Vector Store: "Collection not found" when using `pre_delete_collection=True` #5

Closed ckurze closed 10 months ago

ckurze commented 11 months ago

Problem

When using pre_delete_collection=True, there is only an error stating "Collection not found", the actual collection is not deleted / emptied.

Details

Example: vector_search.ipynb

COLLECTION_NAME = "state_of_the_union_test"

embeddings = OpenAIEmbeddings()

db = CrateDBVectorSearch.from_documents(
    embedding=embeddings,
    documents=docs,
    collection_name=COLLECTION_NAME,
    connection_string=CONNECTION_STRING,
    pre_delete_collection=True, 
)
amotl commented 11 months ago

Hi Christian,

thanks for reporting. I've added a self-contained example program at ^1, but I haven't been able to reproduce the "Collection not found" problem. I tried it with a CrateDB instance already running, and I also tried once more with a recycled one, without any existing tables.

Can I ask you to try again? Maybe the situation was improved in the meanwhile, and the flaw was resolved by some other fix added recently?

On the other hand, maybe my example program is still incomplete, and you would be able to complete it, in order to reproduce the problem?

With kind regards, Andreas.

amotl commented 11 months ago

Indeed, I am also observing problems on the "Overwriting a vector store" section in vector_search.ipynb ^1.

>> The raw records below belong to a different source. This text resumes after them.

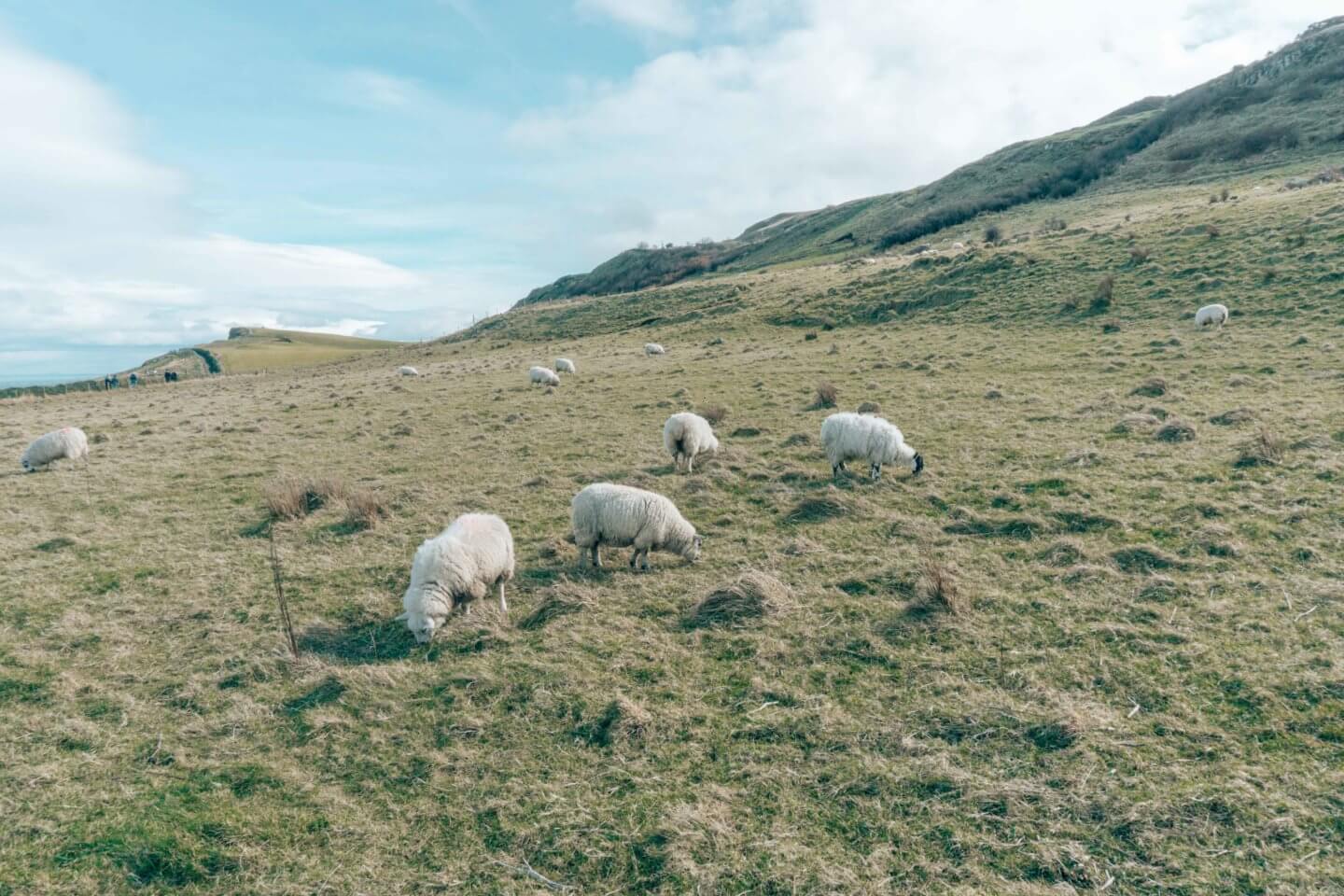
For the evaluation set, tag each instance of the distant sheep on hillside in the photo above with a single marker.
(686, 437)
(543, 376)
(852, 437)
(623, 516)
(458, 566)
(1211, 315)
(69, 442)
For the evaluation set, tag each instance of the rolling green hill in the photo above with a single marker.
(1093, 648)
(256, 348)
(1282, 110)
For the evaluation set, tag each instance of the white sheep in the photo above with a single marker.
(686, 437)
(543, 376)
(1211, 315)
(866, 437)
(69, 442)
(458, 566)
(623, 516)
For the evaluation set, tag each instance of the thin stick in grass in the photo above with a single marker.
(280, 593)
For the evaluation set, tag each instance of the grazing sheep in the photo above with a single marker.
(1211, 315)
(848, 437)
(686, 437)
(543, 376)
(455, 567)
(67, 442)
(622, 516)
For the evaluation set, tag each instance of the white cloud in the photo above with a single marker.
(98, 245)
(870, 95)
(378, 89)
(669, 18)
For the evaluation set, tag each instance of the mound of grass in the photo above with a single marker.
(1176, 430)
(749, 596)
(1264, 449)
(1142, 558)
(816, 511)
(558, 601)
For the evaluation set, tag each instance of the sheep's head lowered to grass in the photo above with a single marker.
(427, 618)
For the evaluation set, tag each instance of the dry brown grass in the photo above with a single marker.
(1264, 449)
(292, 497)
(825, 395)
(1160, 614)
(937, 590)
(715, 414)
(751, 595)
(364, 508)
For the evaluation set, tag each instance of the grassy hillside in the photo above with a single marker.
(1136, 688)
(273, 349)
(1281, 110)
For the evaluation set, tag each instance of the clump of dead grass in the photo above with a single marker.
(1264, 449)
(715, 414)
(1176, 430)
(292, 497)
(558, 601)
(364, 508)
(937, 590)
(825, 395)
(751, 595)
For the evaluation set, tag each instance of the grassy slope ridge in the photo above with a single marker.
(1142, 696)
(259, 349)
(1283, 109)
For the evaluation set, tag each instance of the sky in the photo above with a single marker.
(394, 170)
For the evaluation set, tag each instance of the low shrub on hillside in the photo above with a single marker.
(1103, 294)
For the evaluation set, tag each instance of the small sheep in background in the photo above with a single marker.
(686, 437)
(623, 516)
(69, 442)
(863, 437)
(543, 376)
(1211, 315)
(457, 566)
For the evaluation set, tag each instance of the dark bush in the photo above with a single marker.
(1105, 290)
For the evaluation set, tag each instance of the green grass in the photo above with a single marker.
(1273, 113)
(1144, 685)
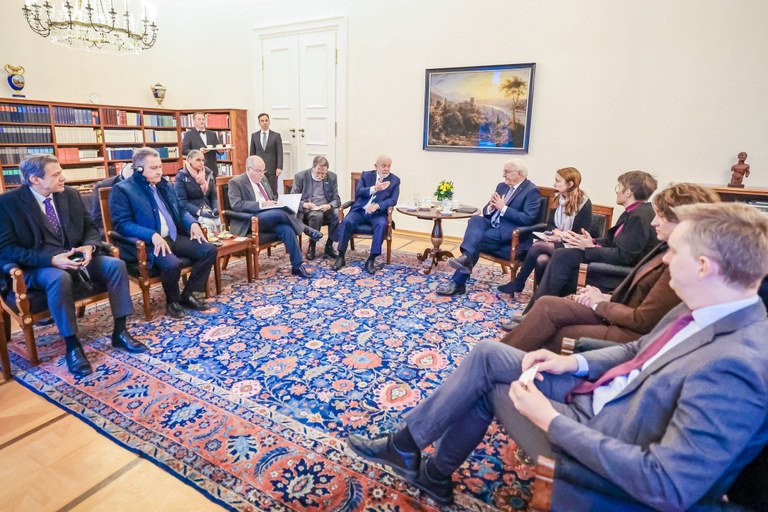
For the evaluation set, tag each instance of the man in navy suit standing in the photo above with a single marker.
(376, 192)
(515, 203)
(45, 229)
(268, 145)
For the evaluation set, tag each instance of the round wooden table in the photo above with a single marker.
(436, 216)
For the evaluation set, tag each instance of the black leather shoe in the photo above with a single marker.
(174, 310)
(330, 251)
(451, 288)
(77, 362)
(124, 341)
(313, 234)
(461, 264)
(510, 288)
(383, 451)
(300, 271)
(439, 490)
(192, 302)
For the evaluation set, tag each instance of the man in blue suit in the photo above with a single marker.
(376, 192)
(145, 207)
(666, 422)
(515, 203)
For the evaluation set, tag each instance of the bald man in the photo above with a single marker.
(376, 192)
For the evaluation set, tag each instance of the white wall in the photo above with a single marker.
(674, 88)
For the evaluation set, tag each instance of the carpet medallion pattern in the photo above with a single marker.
(250, 401)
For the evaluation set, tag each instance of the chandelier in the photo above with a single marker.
(91, 25)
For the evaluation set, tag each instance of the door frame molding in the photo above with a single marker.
(339, 25)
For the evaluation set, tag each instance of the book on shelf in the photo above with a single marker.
(11, 113)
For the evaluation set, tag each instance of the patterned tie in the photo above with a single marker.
(50, 214)
(637, 362)
(172, 232)
(496, 217)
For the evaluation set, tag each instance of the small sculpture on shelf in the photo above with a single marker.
(739, 171)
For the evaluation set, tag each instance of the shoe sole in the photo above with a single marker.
(458, 266)
(408, 474)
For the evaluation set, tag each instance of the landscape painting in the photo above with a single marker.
(483, 108)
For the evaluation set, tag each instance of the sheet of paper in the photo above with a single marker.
(528, 375)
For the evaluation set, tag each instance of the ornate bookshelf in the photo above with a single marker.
(94, 141)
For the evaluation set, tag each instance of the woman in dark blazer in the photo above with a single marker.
(195, 187)
(635, 306)
(569, 210)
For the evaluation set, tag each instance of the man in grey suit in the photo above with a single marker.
(666, 422)
(269, 146)
(250, 193)
(203, 139)
(319, 189)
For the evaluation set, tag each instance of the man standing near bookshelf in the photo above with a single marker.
(268, 145)
(45, 229)
(203, 139)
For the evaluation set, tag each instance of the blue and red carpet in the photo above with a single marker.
(250, 402)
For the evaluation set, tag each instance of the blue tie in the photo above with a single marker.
(165, 213)
(496, 217)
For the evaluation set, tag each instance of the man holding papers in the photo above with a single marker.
(251, 193)
(319, 189)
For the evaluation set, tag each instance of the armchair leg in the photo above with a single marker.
(29, 337)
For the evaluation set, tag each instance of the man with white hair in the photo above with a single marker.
(515, 203)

____ notebook: nbregression(vector_search) ____
nbclient.exceptions.CellExecutionError: An error occurred while executing the following cell:
------------------
docs_with_score[0]
------------------

---------------------------------------------------------------------------
IndexError                                Traceback (most recent call last)
Cell In[20], line 1
----> 1 docs_with_score[0]

IndexError: list index out of range
### Overwriting a vector store

If you have an existing collection, you can overwrite it by using `from_documents`,
and setting `pre_delete_collection = True`.
#%%
db = CrateDBVectorSearch.from_documents(
    documents=docs,
    embedding=embeddings,
    collection_name=COLLECTION_NAME,
    connection_string=CONNECTION_STRING,
    pre_delete_collection=True,
)
#%%
docs_with_score = db.similarity_search_with_score("foo")
#%%
docs_with_score[0]
#%% md
amotl commented 11 months ago

We may have been able to reproduce the flaw on behalf of bringing in corresponding software tests for the accompanying Jupyter Notebooks.

pytest -k "notebook and vector"

image

amotl commented 11 months ago

When using pre_delete_collection=True, there is only an error stating "Collection not found".

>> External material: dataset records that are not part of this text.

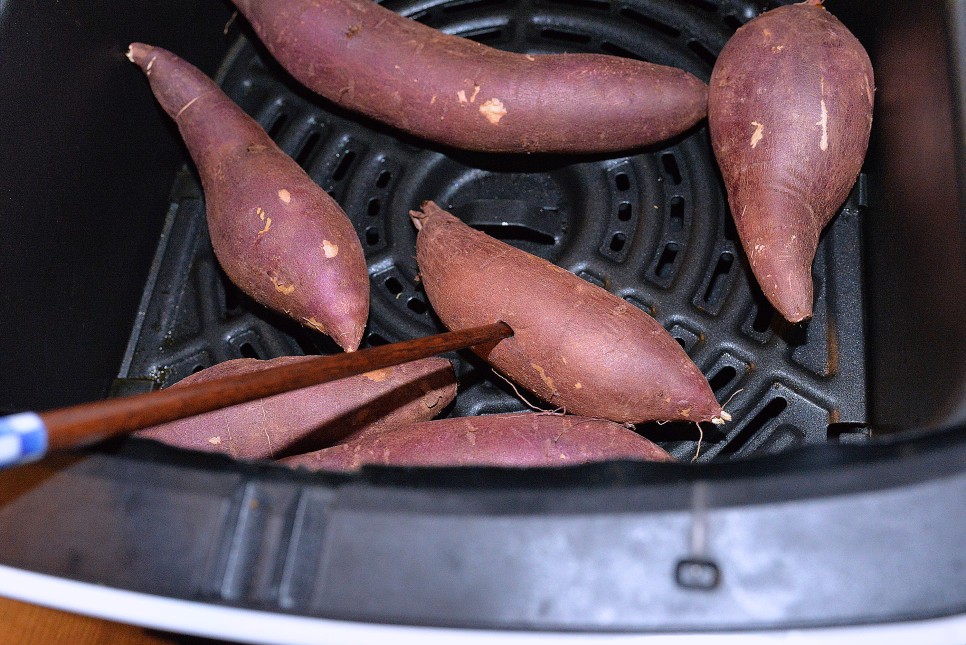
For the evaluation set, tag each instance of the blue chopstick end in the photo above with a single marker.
(23, 438)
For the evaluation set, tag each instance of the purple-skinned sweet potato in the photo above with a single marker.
(790, 111)
(575, 345)
(312, 417)
(516, 440)
(461, 93)
(275, 232)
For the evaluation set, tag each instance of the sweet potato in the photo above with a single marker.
(518, 440)
(312, 417)
(460, 93)
(575, 345)
(277, 234)
(790, 111)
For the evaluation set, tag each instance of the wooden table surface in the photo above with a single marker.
(26, 624)
(23, 624)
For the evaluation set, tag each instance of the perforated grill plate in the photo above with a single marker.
(652, 227)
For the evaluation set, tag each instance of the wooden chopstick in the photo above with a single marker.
(28, 436)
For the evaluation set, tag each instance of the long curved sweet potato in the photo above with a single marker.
(457, 92)
(790, 111)
(575, 345)
(312, 417)
(517, 440)
(277, 234)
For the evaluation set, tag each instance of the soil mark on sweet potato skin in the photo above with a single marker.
(575, 345)
(803, 82)
(524, 440)
(313, 417)
(461, 93)
(243, 172)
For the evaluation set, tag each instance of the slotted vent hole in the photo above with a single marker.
(766, 415)
(624, 211)
(617, 242)
(343, 168)
(715, 289)
(732, 22)
(650, 23)
(703, 5)
(474, 5)
(232, 296)
(248, 351)
(617, 50)
(515, 233)
(565, 36)
(722, 377)
(730, 231)
(395, 286)
(596, 5)
(308, 147)
(671, 168)
(665, 264)
(417, 305)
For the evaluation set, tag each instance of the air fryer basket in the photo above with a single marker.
(652, 227)
(805, 511)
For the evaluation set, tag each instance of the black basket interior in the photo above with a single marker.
(652, 227)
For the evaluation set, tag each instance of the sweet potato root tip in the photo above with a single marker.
(575, 345)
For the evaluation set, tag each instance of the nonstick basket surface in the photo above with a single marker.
(652, 227)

Indeed, this is the only occurrance of logger.warning within pgvector. In this manner, it feels a bit like a stray log item, but C'est la vie.

$ ag "warning.*collection not found"

libs/langchain/langchain/vectorstores/pgembedding.py
219:                self.logger.warning("Collection not found")

libs/langchain/langchain/vectorstores/pgvector.py
189:                self.logger.warning("Collection not found")

[...] the actual collection is not deleted / emptied.

Will have to be investigated. Can you check again?

amotl commented 11 months ago

[...] the actual collection is not deleted / emptied.

Will have to be investigated.

By using the standalone example program cratedb-langchain-pre-delete-collection.py, you can exercise that the Result count output is different when disabling the pre_delete_collection=True line.

You may need to invoke the program a few times with and without the line to see the difference. I guess this demonstrates it works well?

amotl commented 10 months ago

@andnig just reported GH-11, which may be related to this one?

amotl commented 10 months ago

Hi again. Unless there are any objections, let's consider this fixed?